Alberto Martin
PhD
Dr. Martin also maintains a lab website
The Martin Research Program
Our overarching research program is devoted towards understanding the role of genes and their interaction with the environment and immunity in various pathological conditions. Our current research interests can be divided into three main areas, each of which is supported by external research funding: The generation of antibody diversification, the molecular mechanisms of cancer development (i.e. emphasis on colon cancer), and the molecular mechanisms of inflammatory bowel disease and metabolic disease.
Research Projects
Generation of antibody diversity in mature B cells
The antigen binding site of antibodies are created in immature B cells by the random assembly of variable (V), diversity (D), and joining (J) segments into one coding exon by a process termed V(D)J recombination. This process creates a very large repertoire of antibodies with different specificities. However, most antibodies that are generated bind to antigens such as viruses and bacteria with low affinity. In order to neutralize and clear pathogens and toxins from the circulation, B-cells must produce and secrete antibodies of higher affinity and of different classes. Following exposure to antigen, the V regions of the antibody genes acquire many base changes that result in antibodies that bind with higher affinities to their respective antigens. This phenomenon is achieved by the somatic hypermutation process. The constant region of the antibody gene encodes the remaining part of the antibody molecule and is responsible for carrying out the effector functions of the antibody. Constant regions, which define the antibody class, can be replaced with other constant regions by the class switch recombination process, thereby changing the antibody effector functions without changing the antigen binding site.
The discovery of the B cell-specific activation-induced cytidine deaminase (AID) gene has resulted in a dramatic leap forward in our understanding of the processes of somatic hypermutation and class switch recombination. Mice and humans deficient in AID are incapable of somatic hypermutation and class switch recombination, while overexpression of AID can induce somatic hypermutation and class switch recombination in most cell types.

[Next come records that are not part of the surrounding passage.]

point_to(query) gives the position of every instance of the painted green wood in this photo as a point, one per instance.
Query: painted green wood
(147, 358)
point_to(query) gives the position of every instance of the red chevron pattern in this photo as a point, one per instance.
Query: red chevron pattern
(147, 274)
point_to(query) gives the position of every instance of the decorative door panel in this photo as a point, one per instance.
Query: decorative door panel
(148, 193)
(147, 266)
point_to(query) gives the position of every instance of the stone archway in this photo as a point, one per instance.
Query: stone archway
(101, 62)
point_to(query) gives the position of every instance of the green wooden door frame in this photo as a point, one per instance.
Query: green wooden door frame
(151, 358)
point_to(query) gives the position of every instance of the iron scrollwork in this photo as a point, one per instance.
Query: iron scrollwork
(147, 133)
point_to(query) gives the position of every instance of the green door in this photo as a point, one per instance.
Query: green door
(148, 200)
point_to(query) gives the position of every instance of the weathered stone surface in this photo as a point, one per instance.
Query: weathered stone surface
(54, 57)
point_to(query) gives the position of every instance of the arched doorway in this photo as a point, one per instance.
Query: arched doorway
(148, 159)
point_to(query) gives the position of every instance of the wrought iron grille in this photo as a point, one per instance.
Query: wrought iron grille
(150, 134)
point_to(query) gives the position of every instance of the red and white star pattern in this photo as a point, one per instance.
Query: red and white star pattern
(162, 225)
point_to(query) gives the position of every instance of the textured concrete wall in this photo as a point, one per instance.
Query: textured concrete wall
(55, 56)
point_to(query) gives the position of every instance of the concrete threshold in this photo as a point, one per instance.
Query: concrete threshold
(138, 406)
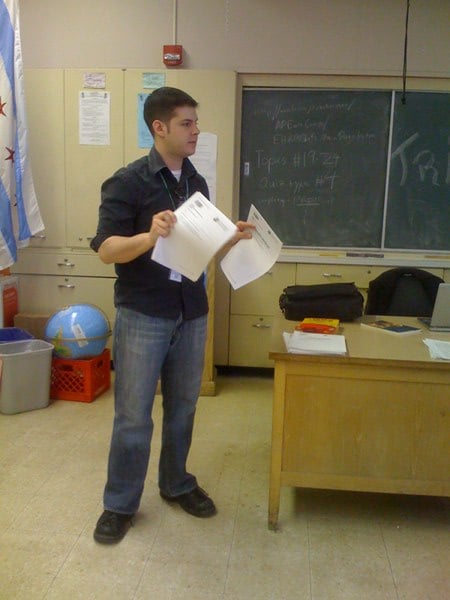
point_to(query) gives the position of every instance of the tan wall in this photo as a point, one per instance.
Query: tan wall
(267, 36)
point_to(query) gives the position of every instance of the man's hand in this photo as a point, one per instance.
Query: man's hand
(162, 224)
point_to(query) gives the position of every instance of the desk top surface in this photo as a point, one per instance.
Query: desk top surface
(364, 343)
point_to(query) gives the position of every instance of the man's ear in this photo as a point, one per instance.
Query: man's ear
(159, 127)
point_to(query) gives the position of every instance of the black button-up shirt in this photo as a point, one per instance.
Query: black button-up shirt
(129, 199)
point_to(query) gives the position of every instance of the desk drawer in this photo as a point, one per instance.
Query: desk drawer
(309, 274)
(250, 338)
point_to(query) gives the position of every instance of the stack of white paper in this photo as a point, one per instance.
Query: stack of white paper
(315, 343)
(438, 348)
(201, 230)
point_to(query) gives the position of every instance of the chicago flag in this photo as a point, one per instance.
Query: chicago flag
(19, 212)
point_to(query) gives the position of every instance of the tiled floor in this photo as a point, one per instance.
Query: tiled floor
(331, 545)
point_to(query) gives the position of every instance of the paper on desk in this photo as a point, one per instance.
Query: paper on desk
(299, 342)
(438, 348)
(201, 229)
(249, 259)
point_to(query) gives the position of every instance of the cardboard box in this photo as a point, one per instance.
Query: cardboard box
(34, 323)
(9, 300)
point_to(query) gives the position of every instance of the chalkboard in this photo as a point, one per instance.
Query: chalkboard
(418, 207)
(316, 163)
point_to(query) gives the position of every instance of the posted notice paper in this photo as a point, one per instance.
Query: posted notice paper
(200, 231)
(249, 259)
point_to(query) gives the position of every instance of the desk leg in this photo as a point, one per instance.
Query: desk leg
(277, 444)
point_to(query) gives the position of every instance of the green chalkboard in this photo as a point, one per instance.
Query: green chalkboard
(418, 207)
(317, 165)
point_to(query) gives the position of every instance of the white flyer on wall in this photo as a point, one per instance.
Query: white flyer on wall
(94, 118)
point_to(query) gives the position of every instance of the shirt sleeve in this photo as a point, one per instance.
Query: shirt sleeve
(117, 210)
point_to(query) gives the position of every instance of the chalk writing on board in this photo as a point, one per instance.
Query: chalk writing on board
(305, 157)
(316, 164)
(418, 206)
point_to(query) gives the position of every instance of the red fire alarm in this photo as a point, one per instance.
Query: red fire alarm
(172, 55)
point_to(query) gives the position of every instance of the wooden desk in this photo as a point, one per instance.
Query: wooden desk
(376, 420)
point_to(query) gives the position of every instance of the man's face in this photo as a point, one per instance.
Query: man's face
(180, 134)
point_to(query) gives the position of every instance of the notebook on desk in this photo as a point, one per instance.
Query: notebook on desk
(440, 319)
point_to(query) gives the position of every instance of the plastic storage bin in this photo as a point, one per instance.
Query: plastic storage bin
(14, 334)
(25, 368)
(80, 379)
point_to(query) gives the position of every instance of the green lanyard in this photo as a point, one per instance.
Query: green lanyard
(174, 205)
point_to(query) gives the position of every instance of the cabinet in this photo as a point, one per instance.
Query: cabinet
(49, 281)
(253, 307)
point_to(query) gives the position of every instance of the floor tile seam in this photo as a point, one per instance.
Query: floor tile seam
(236, 511)
(388, 558)
(149, 557)
(308, 534)
(55, 576)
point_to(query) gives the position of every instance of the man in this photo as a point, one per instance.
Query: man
(160, 328)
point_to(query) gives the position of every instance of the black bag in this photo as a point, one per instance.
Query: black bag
(340, 301)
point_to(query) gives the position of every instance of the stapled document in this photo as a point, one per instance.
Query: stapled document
(299, 342)
(249, 259)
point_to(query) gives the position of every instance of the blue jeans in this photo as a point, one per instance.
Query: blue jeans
(146, 349)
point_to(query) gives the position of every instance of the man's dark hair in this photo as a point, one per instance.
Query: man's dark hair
(162, 103)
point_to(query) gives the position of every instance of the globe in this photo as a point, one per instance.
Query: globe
(78, 331)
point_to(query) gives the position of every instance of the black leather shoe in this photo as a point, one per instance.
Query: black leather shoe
(111, 527)
(197, 502)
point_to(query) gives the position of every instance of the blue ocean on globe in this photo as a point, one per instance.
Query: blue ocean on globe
(78, 331)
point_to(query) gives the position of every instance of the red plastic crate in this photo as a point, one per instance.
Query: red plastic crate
(81, 380)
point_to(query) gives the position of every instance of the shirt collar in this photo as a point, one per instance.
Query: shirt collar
(156, 164)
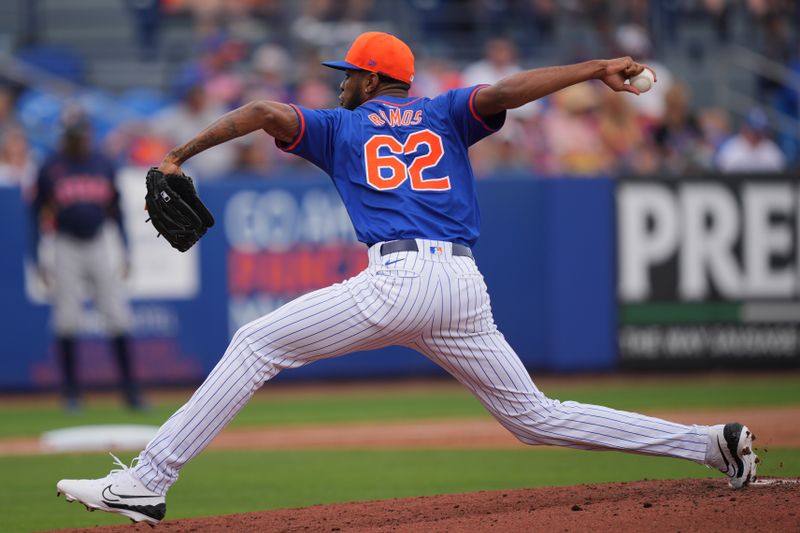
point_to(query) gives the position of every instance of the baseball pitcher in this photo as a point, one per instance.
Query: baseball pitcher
(401, 167)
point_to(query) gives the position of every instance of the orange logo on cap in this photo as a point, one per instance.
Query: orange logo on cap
(383, 53)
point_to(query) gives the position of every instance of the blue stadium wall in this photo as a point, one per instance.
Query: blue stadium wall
(547, 252)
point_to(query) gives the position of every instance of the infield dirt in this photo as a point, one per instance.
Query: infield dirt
(655, 506)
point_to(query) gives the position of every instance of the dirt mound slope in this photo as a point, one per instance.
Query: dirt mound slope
(704, 505)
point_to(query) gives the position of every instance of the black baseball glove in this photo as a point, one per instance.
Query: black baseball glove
(175, 210)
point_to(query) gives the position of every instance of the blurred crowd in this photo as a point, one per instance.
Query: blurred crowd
(258, 49)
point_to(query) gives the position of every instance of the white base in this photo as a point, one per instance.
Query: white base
(98, 438)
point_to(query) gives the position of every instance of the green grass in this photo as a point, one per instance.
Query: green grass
(396, 404)
(231, 482)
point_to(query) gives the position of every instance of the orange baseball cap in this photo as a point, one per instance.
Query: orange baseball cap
(379, 52)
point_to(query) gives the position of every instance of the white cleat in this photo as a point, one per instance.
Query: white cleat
(733, 445)
(120, 492)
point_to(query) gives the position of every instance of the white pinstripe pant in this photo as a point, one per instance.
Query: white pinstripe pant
(435, 303)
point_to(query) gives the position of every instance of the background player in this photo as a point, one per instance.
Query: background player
(76, 196)
(401, 167)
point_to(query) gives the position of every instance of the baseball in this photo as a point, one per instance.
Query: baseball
(643, 81)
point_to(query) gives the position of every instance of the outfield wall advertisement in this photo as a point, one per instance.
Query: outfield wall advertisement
(708, 271)
(546, 252)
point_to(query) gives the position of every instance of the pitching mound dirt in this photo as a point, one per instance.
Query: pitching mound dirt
(681, 505)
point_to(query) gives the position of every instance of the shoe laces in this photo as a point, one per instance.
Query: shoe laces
(124, 469)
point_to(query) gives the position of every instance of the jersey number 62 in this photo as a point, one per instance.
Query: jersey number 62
(394, 167)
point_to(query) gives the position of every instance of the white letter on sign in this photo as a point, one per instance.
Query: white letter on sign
(711, 226)
(648, 235)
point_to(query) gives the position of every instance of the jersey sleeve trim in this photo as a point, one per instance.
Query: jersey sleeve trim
(474, 113)
(293, 144)
(395, 103)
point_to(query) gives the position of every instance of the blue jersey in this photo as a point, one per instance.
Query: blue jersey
(401, 165)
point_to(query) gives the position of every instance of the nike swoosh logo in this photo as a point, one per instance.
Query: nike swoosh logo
(117, 497)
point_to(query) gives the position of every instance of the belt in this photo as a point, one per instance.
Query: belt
(410, 245)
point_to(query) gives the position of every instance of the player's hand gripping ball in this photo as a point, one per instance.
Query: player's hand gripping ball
(644, 80)
(175, 210)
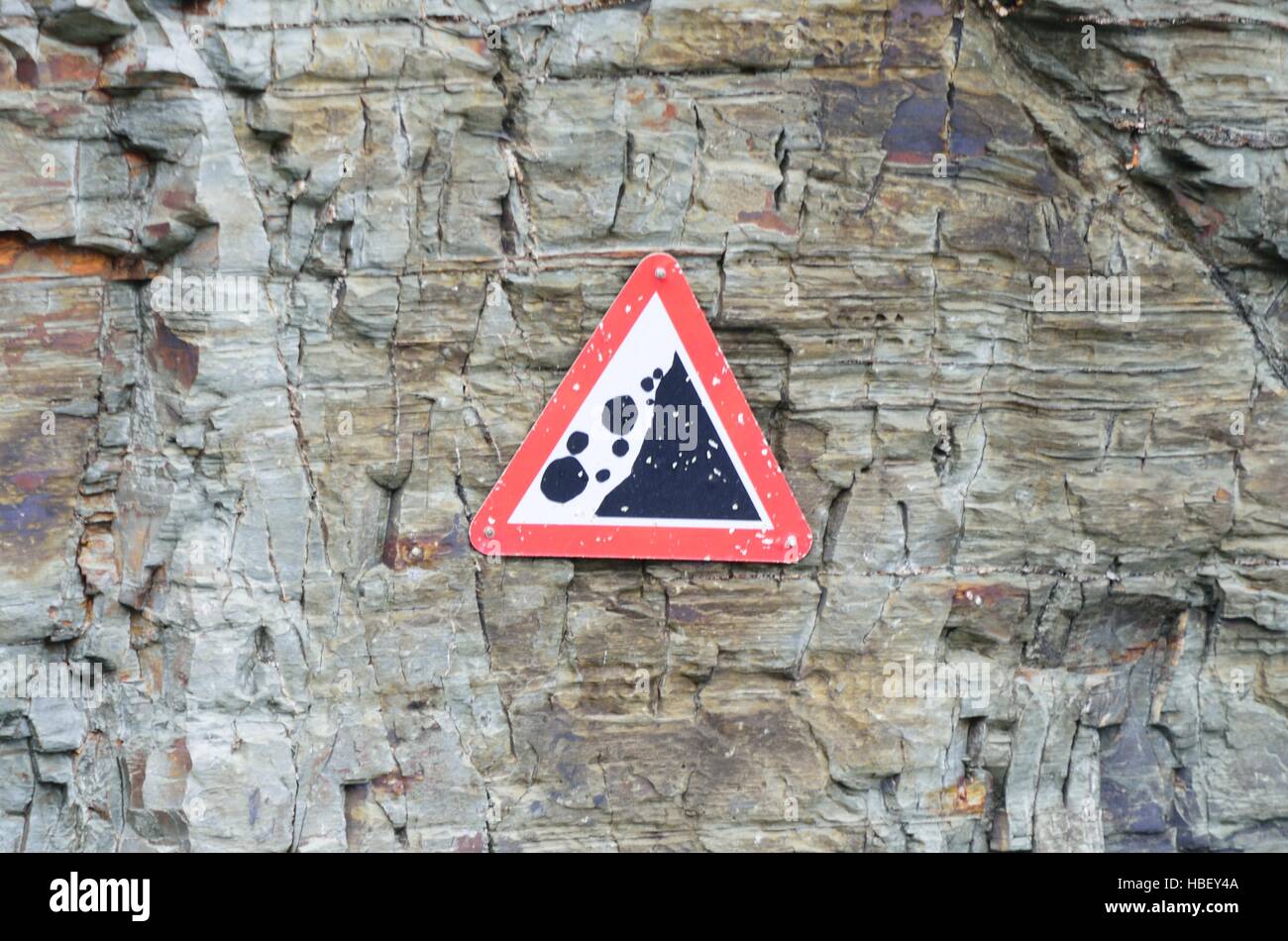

Thus, AID is the only B cell specific protein that is required for both of these processes. Current work in the laboratory is centered on delineating the molecular mechanisms of the somatic hypermutation and class switch recombination processes including the DNA repair proteins that repair the AID-induced DNA lesions.
The molecular mechanisms of cancer development
Our focus is on uncovering the etiology of colorectal cancer, which is the third most common type of cancer and leading cause of cancer-related deaths. Specific genetic mutations are linked to colorectal cancer development, and mutations in genes involved in mismatch repair are one of the most common types of genetic deficiencies that predispose to this type of cancer. The normal function of mismatch repair is to repair mutations produced during DNA replication. In the absence of mismatch repair, mutations accumulate throughout the genome. However, it is not clear why mismatch repair deficiency leads specifically to an increased risk in developing colon cancer, and our laboratories research focus is aimed at uncovering this mystery.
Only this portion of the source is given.